Quickstart Guide¶
This guide will help you get started with Kura quickly using the procedural API for step-by-step conversation analysis.
Overview¶
Kura provides a functional approach to conversation clustering that allows you to:
- Process conversations step by step with full control
- Use checkpoints to save intermediate results
- Visualize results in multiple formats
Prerequisites¶
Before you begin, make sure you have:
- Installed Kura
- Set up your API key (Kura uses OpenAI by default):
bash export OPENAI_API_KEY=your_api_key_here
Basic Workflow¶
Kura's workflow consists of four main steps:
- Summarization: Generate concise summaries of conversations
- Base Clustering: Group similar summaries together
- Meta Clustering: Create hierarchical clusters for better organization
- Dimensionality Reduction: Project clusters to 2D for visualization
Complete Example¶
Here's a complete working example:
import asyncio
from rich.console import Console
from kura import (
summarise_conversations,
generate_base_clusters_from_conversation_summaries,
reduce_clusters_from_base_clusters,
reduce_dimensionality_from_clusters,
CheckpointManager,
)
from kura.visualization import visualise_pipeline_results
from kura.types import Conversation
from kura.summarisation import SummaryModel
from kura.cluster import ClusterModel
from kura.meta_cluster import MetaClusterModel
from kura.dimensionality import HDBUMAP
async def main():
# Initialize models
console = Console()
summary_model = SummaryModel(console=console)
cluster_model = ClusterModel(console=console)
meta_cluster_model = MetaClusterModel(console=console)
dimensionality_model = HDBUMAP()
# Set up checkpointing to save intermediate results
checkpoint_manager = CheckpointManager("./checkpoints", enabled=True)

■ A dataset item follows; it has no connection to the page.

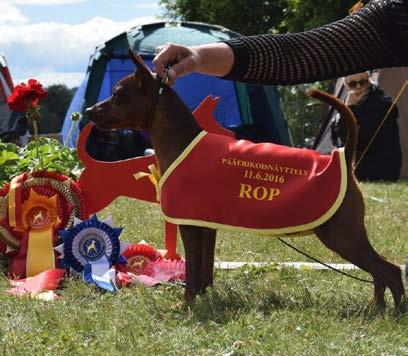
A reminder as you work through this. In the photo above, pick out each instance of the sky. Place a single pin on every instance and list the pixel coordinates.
(51, 40)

# Load conversations from Hugging Face dataset
conversations = Conversation.from_hf_dataset(
"ivanleomk/synthetic-gemini-conversations",
split="train"
)
# Process through the pipeline step by step
summaries = await summarise_conversations(
conversations,
model=summary_model,
checkpoint_manager=checkpoint_manager
)
clusters = await generate_base_clusters_from_conversation_summaries(
summaries,
model=cluster_model,
checkpoint_manager=checkpoint_manager
)
reduced_clusters = await reduce_clusters_from_base_clusters(
clusters,
model=meta_cluster_model,
checkpoint_manager=checkpoint_manager
)
projected_clusters = await reduce_dimensionality_from_clusters(
reduced_clusters,
model=dimensionality_model,
checkpoint_manager=checkpoint_manager,
)
# Visualize results
visualise_pipeline_results(reduced_clusters, style="enhanced")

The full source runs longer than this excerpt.